O diretor húngaro Béla Tarr durante festival de Berlin, em 2023
ODD ANDERSEN / AFP
O cineasta húngaro Béla Tarr, de “Sátántangó” e “O Cavalo de Turim”, morreu nesta terça-feira (6) aos 70 anos. Segundo a Academia Europeia de Cinema, da qual o cineasta era membro,Tarr morreu “após uma longa e grave doença”.
“Lamentamos profundamente a perda de um diretor excepcional e uma personalidade com forte voz política, que não só era muito respeitado pelos seus colegas, como também era aclamado pelo público em todo o mundo. A família enlutada pede a compreensão da imprensa e do público e que não seja solicitada a fazer declarações nestes dias difíceis”, declarou a Academia Europeia de Cinema.

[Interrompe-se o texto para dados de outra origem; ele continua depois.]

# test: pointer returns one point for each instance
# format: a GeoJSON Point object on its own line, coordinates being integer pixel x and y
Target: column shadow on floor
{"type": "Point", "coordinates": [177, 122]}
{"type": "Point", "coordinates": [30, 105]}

Reconhecido como um dos grandes nomes do cinema contemplativo, sombrio e melancólico, Béla Tarr construiu uma filmografia marcada por melancolia, visuais em preto e branco, com takes extensos.
Béla Tarr durante gravação de “O Cavalo de Turin”
Divulgação
Seu estilo rigoroso e austero o colocou entre os cineastas mais influentes do cinema de arte europeu.
Nascido em Pécs, na Hungria, em 1955, Tarr iniciou a carreira no estúdio experimental Balázs Béla. Após dirigir filmes como “Family Nest”, “Almanac of Fall” e “Damnation”, alcançou projeção internacional em 1994 com “Sátántangó”, épico em preto e branco de sete horas inspirado no romance homônimo de László Krasznahorkai (vencedor do Nobel de Literatura em 2025).
Apesar da duração, o filme é constantemente lembrado como uma das obras mais relevantes dos anos 1990 e é visto como uma referência fundamental do “cinema lento” contemporâneo.
A obra, que retrata o colapso do comunismo no Leste Europeu, consolidou a parceria entre diretor e escritor, repetida depois em “Harmonias de Werckmeister” (2000), adaptação de “A melancolia da resistência”.
Seu último longa, “O Cavalo de Turim” (2011), também escrito com Krasznahorkai, é considerado seu trabalho mais sombrio e definitivo. O filme remete à lenda sobre o colapso mental de Friedrich Nietzsche e acompanha a rotina exaustiva de um homem e sua filha.
Aclamado pela crítica, venceu o Grande Prêmio do Júri no Festival de Berlim. Após a estreia, Tarr anunciou a aposentadoria, mudou-se para Sarajevo e fundou a escola film.factory.